The impact was felt everywhere. Under the guise of doing whatever it took to win in the global marketplace, corporate America began demanding—and getting—concession after concession from American workers. Plants were played against each other; others shut down altogether and set up shop in non-union areas with more exploitable resources.

Runaway shops became increasingly common as business moved to the “sunbelt” — the Southeastern and Southwestern U.S. — and then on to Mexico and other nations. The impact was severe, especially for the African-American community: the resulting lack of stable blue-collar jobs is cited by some experts as a leading cause of the urban underclass.

 

The Global South Today

Globalization today is marked by new forms of corporate control over the economy, from new work systems and “labor/management cooperation” to privatization of public goods and services. These trends have not escaped their Southern context.

In the late 1980s, the U.S. South emerged as the top region in the country for privatization. The main form privatization has taken in the region has been in the form of contracting out. Nine southern states showed significant efforts to privatize public transportation. Water systems and social services are also targets of this policy.

The decline in federal aid to support public services coupled with the massive tax breaks and subsidies given to attract private industries to various states, have been key to underpinning the trends in the South toward privatization.

Moreover, the lack of unionization in the region weakens the ability of impoverished Southern workers and the U.S. national trade union movement as a whole to effectively combat the forces of globalization.

The South has always featured a conservative political climate, designed to limit union power in the region. Right-to-work laws have been especially crippling, forcing unions to represent nonmembers. In twelve Southern states, including the District of Columbia, there are roughly only 2.3 million dues-paying members, yet these same unions must represent over 2.7 million workers in their bargaining units. This is not only a drain on minimal resources, but also directly undermines the collective strength of local unions, giving undue advantage to the employer.

Political powerlessness for the African-American population in the South is also a feature of the Southern political climate, reinforced by international trends and policies of globalization. Majority Black congressional districts from North Carolina to Louisiana have been targeted for elimination in an increasingly conservative political climate.

Finally, the role of gender issues in the globalized economy is also reflected in the conditions of Southern working people. Black women bear the brunt of economic exploitation, suffering the lowest per capita income of any sector of the U.S. landscape. Forty-five percent of Southern black families are headed by single women, whose median income was only $12,000 in 1993.

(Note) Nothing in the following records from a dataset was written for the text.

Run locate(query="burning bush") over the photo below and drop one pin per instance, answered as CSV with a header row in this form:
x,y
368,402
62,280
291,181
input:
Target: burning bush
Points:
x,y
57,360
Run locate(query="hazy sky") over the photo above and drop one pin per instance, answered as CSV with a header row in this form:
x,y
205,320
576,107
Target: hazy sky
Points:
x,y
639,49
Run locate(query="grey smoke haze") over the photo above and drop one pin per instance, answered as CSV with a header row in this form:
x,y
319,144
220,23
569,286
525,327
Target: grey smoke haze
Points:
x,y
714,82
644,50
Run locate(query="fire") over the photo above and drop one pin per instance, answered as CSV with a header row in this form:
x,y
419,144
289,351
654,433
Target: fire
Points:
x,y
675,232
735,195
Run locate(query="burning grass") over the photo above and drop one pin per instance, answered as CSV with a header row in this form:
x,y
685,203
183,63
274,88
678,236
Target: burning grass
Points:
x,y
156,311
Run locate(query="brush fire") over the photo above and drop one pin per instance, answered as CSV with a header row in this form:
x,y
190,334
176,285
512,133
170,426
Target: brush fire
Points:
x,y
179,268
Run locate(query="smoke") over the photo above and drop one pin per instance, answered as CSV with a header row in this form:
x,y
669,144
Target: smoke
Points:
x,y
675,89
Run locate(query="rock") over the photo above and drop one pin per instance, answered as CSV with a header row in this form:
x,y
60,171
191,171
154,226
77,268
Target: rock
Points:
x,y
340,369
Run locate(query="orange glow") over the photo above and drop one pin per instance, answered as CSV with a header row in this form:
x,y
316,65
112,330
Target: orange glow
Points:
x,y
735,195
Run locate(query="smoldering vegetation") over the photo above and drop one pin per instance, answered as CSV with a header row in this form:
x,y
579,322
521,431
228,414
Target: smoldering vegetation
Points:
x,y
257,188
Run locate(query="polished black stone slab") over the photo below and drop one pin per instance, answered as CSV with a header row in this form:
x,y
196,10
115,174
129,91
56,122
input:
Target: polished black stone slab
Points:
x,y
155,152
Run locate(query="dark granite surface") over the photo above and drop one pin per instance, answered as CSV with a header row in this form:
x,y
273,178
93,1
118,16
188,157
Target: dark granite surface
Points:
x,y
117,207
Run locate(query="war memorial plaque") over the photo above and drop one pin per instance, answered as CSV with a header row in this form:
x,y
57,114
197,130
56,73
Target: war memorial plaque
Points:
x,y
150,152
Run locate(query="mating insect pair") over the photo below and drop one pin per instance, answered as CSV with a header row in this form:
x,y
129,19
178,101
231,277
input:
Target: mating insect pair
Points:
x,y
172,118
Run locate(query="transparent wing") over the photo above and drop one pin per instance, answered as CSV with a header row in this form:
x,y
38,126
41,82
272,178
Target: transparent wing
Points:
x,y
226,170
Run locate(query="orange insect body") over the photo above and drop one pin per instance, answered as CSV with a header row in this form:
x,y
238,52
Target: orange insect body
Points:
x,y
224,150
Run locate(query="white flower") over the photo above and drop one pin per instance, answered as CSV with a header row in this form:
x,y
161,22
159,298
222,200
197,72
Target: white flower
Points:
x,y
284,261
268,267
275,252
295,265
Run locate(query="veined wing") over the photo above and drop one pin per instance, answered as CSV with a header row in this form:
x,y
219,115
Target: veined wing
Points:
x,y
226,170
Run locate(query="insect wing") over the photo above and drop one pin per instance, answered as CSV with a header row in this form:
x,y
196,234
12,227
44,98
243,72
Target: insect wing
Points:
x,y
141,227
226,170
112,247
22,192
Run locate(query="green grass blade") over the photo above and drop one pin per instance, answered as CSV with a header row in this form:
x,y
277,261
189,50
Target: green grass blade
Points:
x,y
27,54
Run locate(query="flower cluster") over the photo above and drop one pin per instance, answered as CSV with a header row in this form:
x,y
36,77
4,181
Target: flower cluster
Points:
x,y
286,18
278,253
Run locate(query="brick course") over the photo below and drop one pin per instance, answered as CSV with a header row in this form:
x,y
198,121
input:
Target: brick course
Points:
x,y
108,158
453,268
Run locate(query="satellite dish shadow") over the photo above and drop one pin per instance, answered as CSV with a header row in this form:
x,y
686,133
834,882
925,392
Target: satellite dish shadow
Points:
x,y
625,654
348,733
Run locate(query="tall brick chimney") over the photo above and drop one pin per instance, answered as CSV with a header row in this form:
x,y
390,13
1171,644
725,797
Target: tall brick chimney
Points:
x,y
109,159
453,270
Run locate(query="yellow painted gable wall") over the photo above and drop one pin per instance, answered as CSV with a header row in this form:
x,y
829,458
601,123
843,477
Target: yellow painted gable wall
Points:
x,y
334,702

As one astute analyst framed it in the excellent anthology Creating a New World Economy: “Global militarization, the environmental crisis, global inequality, U.S. economic decline, and corporate control over the economy illustrate the profound ways in which global and domestic problems interact and the ways in which the solutions to global problems depend on solutions to domestic ones and vice versa.

“In short, to solve the problems we face, we must think locally and globally at the same time if we are to act at all. This means that progressive analysis and discussion of the global economy is now more important than ever.”